With unemployment in double digits, I wondered if it was possible to negotiate at all for any type of work life balance accommodation in the current job market. I took my question to one of the country's top recruiters, Tim Tolan at Sanford Rose Associates in Charleston, S.C. Tolan specializes in Healthcare IT.
Q. Are companies open to executives commuting if they they don't want to relocate for a job?
A. For senior positions, no. For sales jobs, yes. Companies want executives to have good work/life balance. When they are commuting on the weekends, they literally have no down time. Companies are willing to let them do it short term but not long term. More often than not, if doesn’t work out at home, the employee will quit and every one loses.
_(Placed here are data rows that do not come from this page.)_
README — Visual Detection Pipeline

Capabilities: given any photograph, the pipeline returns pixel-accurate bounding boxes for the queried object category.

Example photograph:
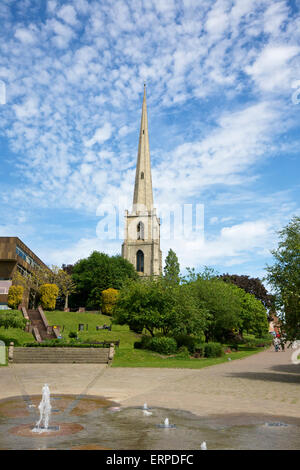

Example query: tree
[12,267,50,306]
[231,285,269,337]
[7,286,24,309]
[266,216,300,341]
[0,312,27,329]
[164,249,180,284]
[113,278,206,336]
[219,273,272,316]
[70,251,138,309]
[192,277,241,341]
[40,284,59,310]
[101,287,119,315]
[55,269,76,309]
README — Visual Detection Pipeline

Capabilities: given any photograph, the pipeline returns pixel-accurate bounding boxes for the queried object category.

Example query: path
[0,349,300,418]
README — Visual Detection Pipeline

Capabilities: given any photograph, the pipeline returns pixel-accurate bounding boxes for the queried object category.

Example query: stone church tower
[122,85,162,277]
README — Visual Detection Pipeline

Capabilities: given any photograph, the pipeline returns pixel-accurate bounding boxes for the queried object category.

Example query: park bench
[85,340,120,348]
[96,325,111,331]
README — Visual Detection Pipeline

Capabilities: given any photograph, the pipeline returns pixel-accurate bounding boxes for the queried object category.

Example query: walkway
[0,349,300,419]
Q. What do you think of bringing up work life balance questions during a job interview? The reality is people are working very long hours. How do you know if that's what's going to be expected?
A. It's a conversation you have to have. At end of day, a candidate has to have balance. You could take the greatest job but if you are miserable, if can’t get off Friday to see your son's game, you will hate the job. It's iimportant to bring up those kinds of things, but do it at the end of interview. You also will want to force your way into talking to people who work there, to find out about the culture and how sensitive the company is to work/life balance.
Q. Even if the company isn't sensitive, are people still taking the job?
A. More and more people are biting the bullet. Some of companies are misleading their hires. They bring you in the door with fanfare. You get in and you have to wear a second and third hat. The nirvana dissipates when you are working 10 –11 hours and doing twice as much as you thought you would be doing. Right now, people will suck it up but it's going to change soon.